Temples of this type are some of the best examples of such a knowledge scheme to survive from the ancient world They worked extremely well as long as there was an educational system to make the keys available. In fact, many of the endeavors of the Western Hermeticists and Alchemists who inspired our Renaissance and Enlightenment were attempts to discover the lost "higher" meanings hidden in these ancient ruins. The key to much of this meta-knowledge turns out to be embodied in a simple but very high-level, multi-meaning system, based on a very sophisticated form of playfulness. In this scheme, images and pictorial words are much more than they seem and the complex relationships between picture-words, the images near them and the rituals and other activities being performed nearby, inspire a form of kinesthesia that offer higher insights to the performer.
The temple and applications of its type illustrate an interesting symmetry. Using the Virtual Reality as part of a human and humane learning process is a thoroughly modern techné. And yet, we are using VR to simulate a temple, which is the technology for an ancient techné', so that students can study it as the ancients did. We do this to understand the deeper truths about ourselves that motivate us. In this way the ancient and modern contain each other perfectly.
Future Challenges
The great challenge facing VR authors is to provide the conditions whereby users have experiences which are both intellectually and emotionally engaging. In terms of choosing the themes or topics for the application, this is much the same challenge faced by authors in other media. How to bring to the audience something that is both new, but recognizable in human terms and make it something they can care about.
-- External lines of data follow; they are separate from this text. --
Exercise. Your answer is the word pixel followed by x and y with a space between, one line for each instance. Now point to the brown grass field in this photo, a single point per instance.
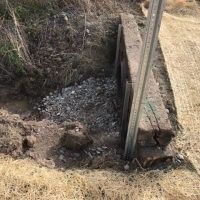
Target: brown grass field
pixel 180 41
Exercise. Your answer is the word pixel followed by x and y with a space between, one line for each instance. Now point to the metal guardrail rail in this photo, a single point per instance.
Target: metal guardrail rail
pixel 155 11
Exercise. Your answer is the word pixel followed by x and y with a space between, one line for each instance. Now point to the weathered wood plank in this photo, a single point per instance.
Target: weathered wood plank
pixel 154 127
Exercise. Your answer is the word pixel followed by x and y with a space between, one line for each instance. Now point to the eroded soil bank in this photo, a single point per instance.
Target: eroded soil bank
pixel 70 91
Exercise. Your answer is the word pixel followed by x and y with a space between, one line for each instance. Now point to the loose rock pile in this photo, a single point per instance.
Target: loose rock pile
pixel 93 103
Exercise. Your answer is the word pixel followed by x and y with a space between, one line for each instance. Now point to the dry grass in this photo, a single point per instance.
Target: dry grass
pixel 179 38
pixel 23 179
pixel 179 7
pixel 180 43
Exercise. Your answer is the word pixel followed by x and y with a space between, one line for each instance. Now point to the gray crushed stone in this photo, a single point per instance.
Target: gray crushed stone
pixel 92 102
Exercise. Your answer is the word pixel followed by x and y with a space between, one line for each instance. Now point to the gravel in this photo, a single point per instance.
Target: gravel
pixel 92 102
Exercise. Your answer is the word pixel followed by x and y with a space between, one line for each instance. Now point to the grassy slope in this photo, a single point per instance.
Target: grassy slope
pixel 23 179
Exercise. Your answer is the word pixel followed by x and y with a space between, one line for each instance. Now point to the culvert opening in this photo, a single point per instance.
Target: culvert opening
pixel 67 56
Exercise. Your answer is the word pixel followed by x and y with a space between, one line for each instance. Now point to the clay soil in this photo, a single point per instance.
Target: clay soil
pixel 52 54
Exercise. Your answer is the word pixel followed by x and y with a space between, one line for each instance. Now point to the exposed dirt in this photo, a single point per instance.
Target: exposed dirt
pixel 62 49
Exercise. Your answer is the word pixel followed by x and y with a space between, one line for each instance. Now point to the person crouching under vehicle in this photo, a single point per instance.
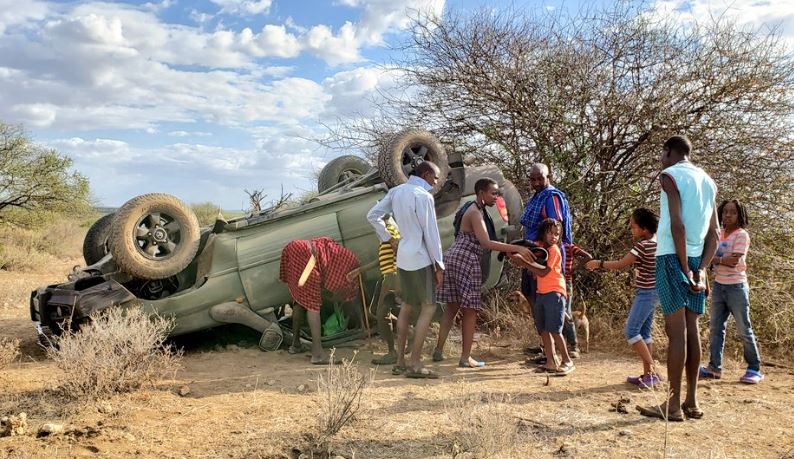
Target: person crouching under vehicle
pixel 307 267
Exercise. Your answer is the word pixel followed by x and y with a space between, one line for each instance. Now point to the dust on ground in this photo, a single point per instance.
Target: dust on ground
pixel 246 403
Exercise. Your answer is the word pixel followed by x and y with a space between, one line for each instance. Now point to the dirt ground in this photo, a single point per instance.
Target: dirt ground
pixel 247 403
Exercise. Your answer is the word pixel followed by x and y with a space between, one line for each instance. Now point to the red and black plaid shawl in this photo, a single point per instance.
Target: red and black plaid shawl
pixel 333 264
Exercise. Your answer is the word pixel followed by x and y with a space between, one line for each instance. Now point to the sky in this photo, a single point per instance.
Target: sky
pixel 203 99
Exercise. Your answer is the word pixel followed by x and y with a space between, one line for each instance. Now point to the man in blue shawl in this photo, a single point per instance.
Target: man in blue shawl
pixel 547 202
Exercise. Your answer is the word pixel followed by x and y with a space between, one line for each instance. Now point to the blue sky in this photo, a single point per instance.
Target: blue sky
pixel 203 99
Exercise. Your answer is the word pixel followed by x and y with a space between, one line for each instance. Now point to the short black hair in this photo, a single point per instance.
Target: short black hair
pixel 679 143
pixel 483 184
pixel 743 219
pixel 546 225
pixel 646 219
pixel 424 167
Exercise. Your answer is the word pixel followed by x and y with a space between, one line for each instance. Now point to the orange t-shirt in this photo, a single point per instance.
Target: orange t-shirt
pixel 554 281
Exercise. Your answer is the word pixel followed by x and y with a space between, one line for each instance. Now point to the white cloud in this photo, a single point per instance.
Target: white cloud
pixel 334 49
pixel 760 15
pixel 244 7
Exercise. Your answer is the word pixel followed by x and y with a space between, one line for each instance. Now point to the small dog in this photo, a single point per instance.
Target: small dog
pixel 579 319
pixel 518 302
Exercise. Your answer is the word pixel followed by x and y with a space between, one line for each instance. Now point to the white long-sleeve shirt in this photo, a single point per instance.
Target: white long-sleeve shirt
pixel 413 208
For example, a good fiction writer can make a story come alive by presenting a dilemma that is all too familiar in human condition (e.g. Romeo and Juliet). The VR author can do much the same. The difference being that the users themselves can be the characters in the drama.
Furthermore, users should learn something in the VR that they can use in real life. Educators call this learning transfer ( Bloom, 1956 ) and it is the ultimate test of the usefulness for any educational activity. The student could learn something impersonal (e.g. how to fly a jet), or social (e.g. how to get along with the other users), or explore a potential aspect of their own personal identity. This last point is very important and often overlooked; a critical part of personal growth is playtesting personal responses to external stimuli. Virtual reality can potentially afford children and adults a safe place to have experiences that would not otherwise be possible or practical.
This leads us to the question of whether and how computer technology, often inhumane and inorganic, can support comfortable and naturalistic interactions for people, between each other and this brave new world around them. VR provides an opportunity for this, but as with other media, it can be trivialized and made to carry empty messages, or, it can be a new way to meaningfully broaden the human experience. Perhaps it would be better to think of VR as providing a virtual space with unique properties into which we, the real people, can extend our lives and society--not to replace the real world but to enlarge it and discover it anew.